Openen en afsluiten van het Instelmenu
OPMERKING
  • Het instelmenu is niet toegankelijk als de motor loopt.
  • Het instelmenu wordt uitgeschakeld als de motorfiets wordt gestart, de contactsleutel in de OFF-stand (uit) wordt gezet of als de gebruiker gedurende 60 seconden geen gegevens invoert.
  1. Draai de contactsleutel naar ON (aan).
  2. Als het alarmsysteem is geactiveerd, voer dan de juiste pincode in om het te deactiveren. Zie Bedieningselementen en controlelampen → Het alarmsysteem uitschakelen.
  3. Zie Afbeelding 1. Druk zowel de tuimel- als de modusschakelaar in en houd deze vijf seconden ingedrukt totdat SETUP MENU (instelmenu) verschijnt.
  4. Klik op de modusschakelaar om door de menuopties te bladeren. Druk op de tuimelschakelaar om de gewenste menuoptie te selecteren.
  5. Klik, om het instelmenu af te sluiten, op de modusschakelaar totdat TOGGLE TO EXIT (sluiten met tuimelschakelaar) verschijnt. Klik op de tuimelschakelaar om het instelmenu af te sluiten.
Afbeelding 1. Openen en afsluiten van het instelmenu
Tijd instellen
  1. Zet de contactsleutel in de ON-stand (aan), deactiveer het alarmsysteem en open dan het instelmenu door zowel de tuimel- als de modusschakelaar in te drukken en deze vijf seconden ingedrukt te houden.
  2. Zie Afbeelding 2. Druk op de modusschakelaar totdat de menuoptie TIME SETTING (tijd instellen) verschijnt.
  3. Druk op de tuimelschakelaar om de menuoptie Time Setting (tijd instellen) te selecteren.
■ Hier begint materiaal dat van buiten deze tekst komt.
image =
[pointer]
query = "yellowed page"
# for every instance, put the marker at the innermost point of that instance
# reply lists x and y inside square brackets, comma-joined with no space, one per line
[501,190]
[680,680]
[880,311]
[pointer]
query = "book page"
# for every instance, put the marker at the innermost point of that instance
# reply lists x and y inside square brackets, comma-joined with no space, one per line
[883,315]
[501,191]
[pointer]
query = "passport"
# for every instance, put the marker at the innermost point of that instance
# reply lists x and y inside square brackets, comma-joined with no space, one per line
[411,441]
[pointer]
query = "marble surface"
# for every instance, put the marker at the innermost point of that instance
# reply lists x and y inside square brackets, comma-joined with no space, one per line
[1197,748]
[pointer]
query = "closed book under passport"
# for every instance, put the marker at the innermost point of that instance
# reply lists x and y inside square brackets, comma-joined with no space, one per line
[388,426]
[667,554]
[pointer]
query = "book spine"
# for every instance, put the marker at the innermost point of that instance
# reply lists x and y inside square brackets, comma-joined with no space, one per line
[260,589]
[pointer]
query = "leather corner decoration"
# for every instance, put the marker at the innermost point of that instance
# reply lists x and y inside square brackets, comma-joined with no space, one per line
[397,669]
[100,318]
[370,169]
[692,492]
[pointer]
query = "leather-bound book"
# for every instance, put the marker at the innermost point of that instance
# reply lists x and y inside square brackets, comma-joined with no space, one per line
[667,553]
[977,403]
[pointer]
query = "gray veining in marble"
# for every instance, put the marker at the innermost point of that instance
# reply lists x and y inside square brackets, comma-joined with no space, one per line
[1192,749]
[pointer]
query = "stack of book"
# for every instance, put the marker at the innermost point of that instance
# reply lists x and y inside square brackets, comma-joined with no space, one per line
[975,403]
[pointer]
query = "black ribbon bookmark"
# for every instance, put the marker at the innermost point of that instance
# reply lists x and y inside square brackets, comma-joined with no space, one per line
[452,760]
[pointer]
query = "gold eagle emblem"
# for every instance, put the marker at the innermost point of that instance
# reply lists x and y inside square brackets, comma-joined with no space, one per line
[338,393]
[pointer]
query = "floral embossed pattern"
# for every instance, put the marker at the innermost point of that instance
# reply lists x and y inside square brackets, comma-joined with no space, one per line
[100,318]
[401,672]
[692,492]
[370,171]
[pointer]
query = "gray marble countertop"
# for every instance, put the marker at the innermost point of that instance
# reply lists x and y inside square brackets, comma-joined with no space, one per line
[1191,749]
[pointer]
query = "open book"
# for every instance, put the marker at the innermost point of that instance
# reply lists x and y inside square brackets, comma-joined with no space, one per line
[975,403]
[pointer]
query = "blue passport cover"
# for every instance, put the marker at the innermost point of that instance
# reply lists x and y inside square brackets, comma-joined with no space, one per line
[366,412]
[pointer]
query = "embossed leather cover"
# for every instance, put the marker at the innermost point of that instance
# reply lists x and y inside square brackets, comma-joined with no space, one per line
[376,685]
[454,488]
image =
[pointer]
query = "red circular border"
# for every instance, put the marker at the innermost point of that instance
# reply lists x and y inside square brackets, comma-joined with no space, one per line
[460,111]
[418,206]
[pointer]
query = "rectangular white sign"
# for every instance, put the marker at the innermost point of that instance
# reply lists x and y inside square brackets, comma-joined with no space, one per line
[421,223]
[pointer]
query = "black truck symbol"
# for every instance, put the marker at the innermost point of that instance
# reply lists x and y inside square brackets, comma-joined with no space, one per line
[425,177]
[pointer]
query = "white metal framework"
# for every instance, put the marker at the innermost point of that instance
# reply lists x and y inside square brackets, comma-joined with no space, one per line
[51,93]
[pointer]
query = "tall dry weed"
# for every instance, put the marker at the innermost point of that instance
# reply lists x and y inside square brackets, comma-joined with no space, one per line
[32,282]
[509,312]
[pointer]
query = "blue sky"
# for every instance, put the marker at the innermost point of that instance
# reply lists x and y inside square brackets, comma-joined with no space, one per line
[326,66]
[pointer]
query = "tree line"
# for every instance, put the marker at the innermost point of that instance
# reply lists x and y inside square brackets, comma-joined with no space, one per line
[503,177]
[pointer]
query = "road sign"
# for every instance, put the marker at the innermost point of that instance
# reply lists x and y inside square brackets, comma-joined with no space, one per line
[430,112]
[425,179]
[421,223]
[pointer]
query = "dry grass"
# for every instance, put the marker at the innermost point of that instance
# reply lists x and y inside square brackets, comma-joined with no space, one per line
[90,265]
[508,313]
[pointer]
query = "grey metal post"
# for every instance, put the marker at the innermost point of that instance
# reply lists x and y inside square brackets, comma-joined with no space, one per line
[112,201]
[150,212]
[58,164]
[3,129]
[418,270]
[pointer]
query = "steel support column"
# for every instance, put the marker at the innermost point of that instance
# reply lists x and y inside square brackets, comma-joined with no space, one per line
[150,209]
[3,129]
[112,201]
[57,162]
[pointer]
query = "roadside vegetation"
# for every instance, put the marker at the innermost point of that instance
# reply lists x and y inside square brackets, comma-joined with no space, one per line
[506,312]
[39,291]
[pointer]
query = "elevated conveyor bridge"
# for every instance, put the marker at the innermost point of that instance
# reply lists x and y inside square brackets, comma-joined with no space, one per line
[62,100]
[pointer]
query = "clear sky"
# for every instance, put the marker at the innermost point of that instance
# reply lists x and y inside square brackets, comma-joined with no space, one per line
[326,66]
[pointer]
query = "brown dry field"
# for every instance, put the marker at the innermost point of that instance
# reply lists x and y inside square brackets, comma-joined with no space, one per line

  4. Stel de juiste tijd in:
    1. De eerste twee cijfers gaan knipperen. Klik op de tuimelschakelaar om de uren van de huidige tijd (stapsgewijs) te verhogen. Klik op de modusschakelaar om de nieuw ingestelde tijd (uren) te bevestigen.
    2. Het eerste minuutcijfer gaat knipperen. Klik op de tuimelschakelaar om de huidige tijd (stapsgewijs) te verhogen. Klik op de modusschakelaar om de nieuw ingestelde tijd (uren) te bevestigen.
    3. Het tweede minuutcijfer gaat knipperen. Klik op de tuimelschakelaar om de huidige tijd (stapsgewijs) te verhogen. Klik op de modusschakelaar om de nieuw ingestelde tijd (uren) te bevestigen.
  5. Het instelmenu gaat nu door naar de volgende menuoptie. Klik, om het instelmenu af te sluiten, op de modusschakelaar totdat de menuoptie Exit (afsluiten) verschijnt. Klik op de tuimelschakelaar om het instelmenu af te sluiten.
OPMERKING
Zie WIJZIGEN VAN DE KLOKMODUS om het formaat te wijzigen van 12-uur naar 24-uur en andersom.
Afbeelding 2. Tijd instellen
Resetten van de serviceteller
Zie . Door het resetten van de serviceteller gaat deze door naar het volgende service-interval. Alle service-herinneringsberichten die tijdens het starten verschijnen, worden ook gewist.
  1. Zet de contactsleutel in de ON-stand (aan), deactiveer het alarmsysteem en open dan het instelmenu door zowel de tuimel- als de modusschakelaar in te drukken en deze vijf seconden ingedrukt te houden.
  2. Zie Afbeelding 3. Druk op de modusschakelaar totdat de menuoptie SERVICE COUNTER (serviceteller) verschijnt. Druk op de tuimelschakelaar om deze menuoptie te selecteren.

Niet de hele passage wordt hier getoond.